Fue un lovefest. El presidente con la cúpula del Consejo Coordinador Empresarial. Se lanzaron retos, ofrecieron ayuda, abrazaron sonrientes. Sería de festejar, despertaría el optimismo, si las acciones presidenciales respaldaran sus dichos.
Porque López Obrador es el presidente más antiempresarial desde Luis Echeverría. No se cansa de acusarlos de corruptos, ineficientes y abusivos. Su gobierno es impoluto, el sector privado florece en la podredumbre. Dice buscar que inviertan, pero cierra tajante el paso a ese dinero, particularmente en el sector energético. Critica como si tratara de criminales a los funcionarios públicos que, aunque muchos años hayan pasado, trabajan en el sector privado. Se erige en un Torquemada que los condena a la hoguera de la opinión pública (no tiene base legal para hacer otra cosa), con algún subordinado incluso leyendo una lista de nombres.
Es el mismo presidente que dijo le sería prioritario “no afectar la economía de las empresas, porque es afectar la economía del país”. También el mismo que canceló un aeropuerto futurista escudándose en una farsa de 'consulta popular', quien dijo que no habría más concesiones para que empresas privadas puedan explorar y explotar petróleo del Estado mexicano (pagando derechos e impuestos) porque las existentes habían invertido poco y producido menos.
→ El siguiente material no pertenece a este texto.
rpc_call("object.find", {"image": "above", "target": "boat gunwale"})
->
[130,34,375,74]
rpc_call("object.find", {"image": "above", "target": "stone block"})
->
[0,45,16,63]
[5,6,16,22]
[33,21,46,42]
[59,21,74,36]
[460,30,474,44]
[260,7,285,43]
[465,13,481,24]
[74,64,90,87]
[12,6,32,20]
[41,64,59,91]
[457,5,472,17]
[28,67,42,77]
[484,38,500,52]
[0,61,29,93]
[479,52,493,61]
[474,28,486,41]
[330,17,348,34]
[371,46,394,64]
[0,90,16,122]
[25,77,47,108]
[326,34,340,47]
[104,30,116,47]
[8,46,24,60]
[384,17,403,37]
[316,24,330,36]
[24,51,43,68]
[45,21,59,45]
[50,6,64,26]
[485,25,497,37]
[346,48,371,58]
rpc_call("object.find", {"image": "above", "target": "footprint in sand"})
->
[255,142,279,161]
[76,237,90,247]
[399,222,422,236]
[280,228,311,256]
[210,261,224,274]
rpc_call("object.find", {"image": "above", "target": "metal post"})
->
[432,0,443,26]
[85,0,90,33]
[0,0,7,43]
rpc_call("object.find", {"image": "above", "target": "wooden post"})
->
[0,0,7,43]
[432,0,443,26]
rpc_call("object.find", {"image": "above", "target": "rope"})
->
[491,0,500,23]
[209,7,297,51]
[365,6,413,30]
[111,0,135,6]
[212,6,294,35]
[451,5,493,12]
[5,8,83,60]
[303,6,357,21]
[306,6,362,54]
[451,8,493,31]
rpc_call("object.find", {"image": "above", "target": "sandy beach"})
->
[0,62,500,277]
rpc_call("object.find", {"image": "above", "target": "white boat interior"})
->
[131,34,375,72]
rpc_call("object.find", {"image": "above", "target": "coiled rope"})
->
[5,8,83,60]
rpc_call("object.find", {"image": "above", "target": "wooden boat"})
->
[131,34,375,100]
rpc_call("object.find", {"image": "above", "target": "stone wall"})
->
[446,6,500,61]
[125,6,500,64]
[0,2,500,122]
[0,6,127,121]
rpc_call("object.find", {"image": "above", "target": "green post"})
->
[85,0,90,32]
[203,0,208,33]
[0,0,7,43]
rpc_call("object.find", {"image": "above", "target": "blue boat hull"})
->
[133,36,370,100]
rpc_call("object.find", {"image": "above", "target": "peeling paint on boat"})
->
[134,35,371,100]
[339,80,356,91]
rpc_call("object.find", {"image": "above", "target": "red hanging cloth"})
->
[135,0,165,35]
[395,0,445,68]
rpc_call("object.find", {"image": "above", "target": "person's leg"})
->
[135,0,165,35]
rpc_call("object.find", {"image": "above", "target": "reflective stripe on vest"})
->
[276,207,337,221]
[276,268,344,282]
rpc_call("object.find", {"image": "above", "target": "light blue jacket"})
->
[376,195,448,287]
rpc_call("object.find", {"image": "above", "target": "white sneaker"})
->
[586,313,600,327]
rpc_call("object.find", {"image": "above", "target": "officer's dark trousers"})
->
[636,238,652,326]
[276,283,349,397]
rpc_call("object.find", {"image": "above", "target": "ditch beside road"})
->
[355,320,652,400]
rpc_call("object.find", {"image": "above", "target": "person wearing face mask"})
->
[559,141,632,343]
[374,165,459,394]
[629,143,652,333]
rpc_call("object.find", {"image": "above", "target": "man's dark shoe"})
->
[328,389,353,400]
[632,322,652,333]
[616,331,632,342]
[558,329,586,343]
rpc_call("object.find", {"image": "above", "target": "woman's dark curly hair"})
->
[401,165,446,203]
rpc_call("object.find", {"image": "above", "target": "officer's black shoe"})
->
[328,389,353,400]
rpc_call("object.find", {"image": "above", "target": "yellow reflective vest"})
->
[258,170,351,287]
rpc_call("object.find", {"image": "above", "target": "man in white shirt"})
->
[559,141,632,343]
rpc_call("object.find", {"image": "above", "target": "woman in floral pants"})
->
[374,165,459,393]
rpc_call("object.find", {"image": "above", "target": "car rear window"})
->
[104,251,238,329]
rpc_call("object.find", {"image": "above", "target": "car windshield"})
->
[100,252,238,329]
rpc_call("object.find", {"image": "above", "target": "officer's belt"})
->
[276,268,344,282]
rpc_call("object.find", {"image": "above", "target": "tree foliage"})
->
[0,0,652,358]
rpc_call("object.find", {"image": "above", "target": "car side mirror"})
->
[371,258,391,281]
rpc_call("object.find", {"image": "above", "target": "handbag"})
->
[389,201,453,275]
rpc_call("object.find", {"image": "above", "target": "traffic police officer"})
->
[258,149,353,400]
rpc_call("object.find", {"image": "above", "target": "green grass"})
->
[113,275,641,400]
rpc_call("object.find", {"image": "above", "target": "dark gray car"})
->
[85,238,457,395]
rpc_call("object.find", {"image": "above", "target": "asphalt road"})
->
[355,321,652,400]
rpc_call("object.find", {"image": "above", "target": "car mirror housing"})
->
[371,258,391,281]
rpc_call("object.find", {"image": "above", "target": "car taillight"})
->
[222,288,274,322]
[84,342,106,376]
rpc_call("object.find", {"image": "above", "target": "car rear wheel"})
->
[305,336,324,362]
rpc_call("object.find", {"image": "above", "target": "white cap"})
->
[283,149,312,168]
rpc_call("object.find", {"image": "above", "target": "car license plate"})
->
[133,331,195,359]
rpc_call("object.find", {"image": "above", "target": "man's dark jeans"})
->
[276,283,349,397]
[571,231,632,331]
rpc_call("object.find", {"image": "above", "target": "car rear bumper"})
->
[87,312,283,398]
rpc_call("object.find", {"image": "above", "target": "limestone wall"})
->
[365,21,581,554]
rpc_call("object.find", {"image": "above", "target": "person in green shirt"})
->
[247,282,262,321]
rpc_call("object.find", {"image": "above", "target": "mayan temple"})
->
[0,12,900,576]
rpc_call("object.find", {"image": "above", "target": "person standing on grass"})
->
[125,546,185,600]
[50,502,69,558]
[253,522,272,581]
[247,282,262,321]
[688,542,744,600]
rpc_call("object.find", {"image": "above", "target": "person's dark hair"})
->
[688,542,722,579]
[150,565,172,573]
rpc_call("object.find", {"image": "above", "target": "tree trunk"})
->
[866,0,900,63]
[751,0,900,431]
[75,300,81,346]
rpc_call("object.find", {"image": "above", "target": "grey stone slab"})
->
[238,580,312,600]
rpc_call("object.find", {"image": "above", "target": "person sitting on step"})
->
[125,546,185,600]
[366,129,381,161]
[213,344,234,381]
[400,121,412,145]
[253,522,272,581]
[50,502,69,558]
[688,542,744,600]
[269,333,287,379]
Es el titular del Ejecutivo que habla con ensoñación de la industria eléctrica previa a 1992, cuando una empresa privada no podía generar un solo kilowatt de electricidad.
Si algo ha aprendido un inversionista nacional o extranjero en estos meses, es que no puede confiar en las palabras de López Obrador o sus funcionarios cuando los hechos (lo que vale) van en dirección contraria. Esa desconfianza se manifiesta en dinero que mejor se guarda o lleva a otra parte. Es uno de los principales factores que implica la fuerte desaceleración económica que ya se experimenta.
Mientras que el Banco de México rebanó seis décimas de punto porcentual a la expectativa de crecimiento para 2019 (el punto medio pasó de 2.2 por ciento a 1.6 por ciento), AMLO y empresarios 'acordaban' que harían lo necesario para lograr eventualmente un incremento anual de 4.0 por ciento del PIB, aparte de acabar con la pobreza extrema y la corrupción en el sexenio. La corrupción fue el reto que el presidente lanzó a los líderes empresariales, de nuevo implicando que era el sector privado el origen del problema.
Cuando se plantean ilusiones tarde o temprano se acaba desilusionado. Probablemente los empresarios están buscando llevar la fiesta en paz, mostrando buena cara ante la tempestad sexenal. Quizá López Obrador genuinamente entenderá que el gobierno es un mal administrador, que un burócrata que maneja dinero ajeno tiene el incentivo de enfilarlo a su bolsillo, o que la voluntad presidencial no es suficiente para impulsar el PIB. Lo más probable es que, más pronto que tarde, acabe culpando a los empresarios de sus propios fracasos.